Now smartphones are offering technology that could present a new frontier for food safety. Both iPhones and Google Phones have barcode scanning applications, which allow consumers to look up product information right in the store. UseUPC Code.jpgrs can instantly pull up nutrition facts, compare prices, and make grocery lists.

Now, imagine if you could scan your ground beef to make sure it was not tainted with E. coli.

Sound like science fiction? It’s not. We are actually behind the curve on this. Japan has utilized phone-scanning technology as a food safety tool for years–QR tag (Japanese barcode) scanners are a standard cell phone function in Japan. After a Mad Cow outbreak in 2001, Japan’s Food Safety Commission started tagging more foods with QR tags so that consumers could have better information when making food choices.

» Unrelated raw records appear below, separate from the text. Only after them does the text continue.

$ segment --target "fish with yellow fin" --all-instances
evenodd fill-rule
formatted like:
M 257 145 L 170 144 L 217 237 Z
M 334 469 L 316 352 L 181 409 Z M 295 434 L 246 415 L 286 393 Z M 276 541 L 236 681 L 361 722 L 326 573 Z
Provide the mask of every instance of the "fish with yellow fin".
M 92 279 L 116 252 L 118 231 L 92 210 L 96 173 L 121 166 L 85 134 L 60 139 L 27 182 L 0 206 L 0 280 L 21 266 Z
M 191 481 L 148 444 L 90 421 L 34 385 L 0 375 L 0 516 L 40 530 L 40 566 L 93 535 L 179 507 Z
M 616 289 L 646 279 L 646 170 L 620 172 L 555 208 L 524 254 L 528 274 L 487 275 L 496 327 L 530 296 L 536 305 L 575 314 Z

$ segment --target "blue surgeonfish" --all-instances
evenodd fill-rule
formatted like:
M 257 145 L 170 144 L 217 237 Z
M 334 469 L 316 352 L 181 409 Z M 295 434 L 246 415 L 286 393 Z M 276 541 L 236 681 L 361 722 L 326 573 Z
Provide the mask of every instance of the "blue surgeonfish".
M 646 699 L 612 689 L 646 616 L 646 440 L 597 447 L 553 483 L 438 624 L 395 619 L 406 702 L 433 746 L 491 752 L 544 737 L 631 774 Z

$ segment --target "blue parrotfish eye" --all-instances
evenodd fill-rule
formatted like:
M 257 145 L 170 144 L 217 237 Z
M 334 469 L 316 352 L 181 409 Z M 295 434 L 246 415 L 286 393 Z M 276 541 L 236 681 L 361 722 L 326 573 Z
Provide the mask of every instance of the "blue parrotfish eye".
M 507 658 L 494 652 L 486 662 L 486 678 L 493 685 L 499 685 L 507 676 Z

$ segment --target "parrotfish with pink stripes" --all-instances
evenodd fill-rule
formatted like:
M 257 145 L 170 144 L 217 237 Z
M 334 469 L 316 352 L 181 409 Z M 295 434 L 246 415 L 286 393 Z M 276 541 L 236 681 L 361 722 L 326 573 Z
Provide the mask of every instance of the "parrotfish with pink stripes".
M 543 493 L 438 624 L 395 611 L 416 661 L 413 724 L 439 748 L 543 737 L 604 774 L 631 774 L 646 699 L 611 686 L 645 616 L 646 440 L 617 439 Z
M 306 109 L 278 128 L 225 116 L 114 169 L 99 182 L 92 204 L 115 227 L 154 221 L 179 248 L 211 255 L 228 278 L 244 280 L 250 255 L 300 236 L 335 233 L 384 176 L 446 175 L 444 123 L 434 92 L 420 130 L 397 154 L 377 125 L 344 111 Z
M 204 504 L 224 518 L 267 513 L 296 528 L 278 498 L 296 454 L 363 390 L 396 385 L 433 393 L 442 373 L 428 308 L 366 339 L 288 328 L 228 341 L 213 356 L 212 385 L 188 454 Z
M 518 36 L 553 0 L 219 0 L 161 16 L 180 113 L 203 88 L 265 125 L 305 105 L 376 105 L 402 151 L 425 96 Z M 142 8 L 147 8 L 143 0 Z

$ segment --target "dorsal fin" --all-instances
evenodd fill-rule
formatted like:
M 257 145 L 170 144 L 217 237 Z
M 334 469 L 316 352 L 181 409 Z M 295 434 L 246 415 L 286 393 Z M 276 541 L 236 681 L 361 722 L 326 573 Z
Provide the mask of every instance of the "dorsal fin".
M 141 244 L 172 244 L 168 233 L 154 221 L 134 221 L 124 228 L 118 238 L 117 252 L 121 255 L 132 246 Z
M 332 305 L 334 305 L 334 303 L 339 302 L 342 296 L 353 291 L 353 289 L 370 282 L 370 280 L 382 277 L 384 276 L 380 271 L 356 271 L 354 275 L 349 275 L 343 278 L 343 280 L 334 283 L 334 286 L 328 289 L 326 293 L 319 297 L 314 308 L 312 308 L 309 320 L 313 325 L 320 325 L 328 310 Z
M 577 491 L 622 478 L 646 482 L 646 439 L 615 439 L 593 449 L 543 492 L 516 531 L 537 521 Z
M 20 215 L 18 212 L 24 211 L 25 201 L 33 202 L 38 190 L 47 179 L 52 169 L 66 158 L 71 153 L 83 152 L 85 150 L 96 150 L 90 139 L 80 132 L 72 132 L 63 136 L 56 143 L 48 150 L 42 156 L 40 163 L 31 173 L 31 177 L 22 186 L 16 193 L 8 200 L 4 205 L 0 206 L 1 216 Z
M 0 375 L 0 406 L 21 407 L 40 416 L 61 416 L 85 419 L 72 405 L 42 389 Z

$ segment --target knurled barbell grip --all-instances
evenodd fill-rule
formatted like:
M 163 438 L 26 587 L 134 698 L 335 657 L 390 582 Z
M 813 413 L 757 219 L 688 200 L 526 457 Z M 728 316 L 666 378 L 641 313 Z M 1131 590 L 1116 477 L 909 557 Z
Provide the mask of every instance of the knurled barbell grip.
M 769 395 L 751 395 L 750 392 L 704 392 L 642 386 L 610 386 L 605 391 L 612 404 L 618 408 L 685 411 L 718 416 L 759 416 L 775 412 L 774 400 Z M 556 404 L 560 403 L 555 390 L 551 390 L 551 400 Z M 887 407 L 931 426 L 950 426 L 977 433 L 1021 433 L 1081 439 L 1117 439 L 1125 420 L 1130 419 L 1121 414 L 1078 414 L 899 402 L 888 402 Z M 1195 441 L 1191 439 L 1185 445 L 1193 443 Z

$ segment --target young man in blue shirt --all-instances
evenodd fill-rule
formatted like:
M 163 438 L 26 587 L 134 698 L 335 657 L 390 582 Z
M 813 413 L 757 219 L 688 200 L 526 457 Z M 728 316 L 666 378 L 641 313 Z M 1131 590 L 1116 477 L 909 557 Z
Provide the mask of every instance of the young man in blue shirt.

According to Wireless Watch Japan (2005), Japanese consumers can find out all sorts of information from their cell phone scanners. “The code links to a mobile website detailing origin, soil composition, organic fertilizer content percentage (as opposed to chemical), use of pesticides and herbicides and even the name of the farm it was grown on.”

If Japan can do all this though barcode applications, it is certainly possible for the U.S. to integrate recall information and other food warnings from the FDA and USDA into such a system.

Katie Filion of Barfblog, a blog that offers “musings about food safety and all things that make you barf,” also sees the potential food safety use of scanning applications. “During the peanut butter recall, instead of scanning the FDA list of recalled peanut products, what if consumers could have snapped a picture using a cell phone and receive up to date information on whether a certain granola bar was recalled?”

“Using the latest technology to communicate food safety and recall information can benefit everyone. It allows consumers to instantly receive information they desire, and in the recall example, could allow grocery stores to be certain they have pulled recalled products from the store shelves,” added Filion in a blog post last spring.

As more Americans upgrade to smartphones and we continue to deal with multistate foodborne illness outbreaks, smartphone technology could very well be a critical tool for disseminating food safety information to consumers.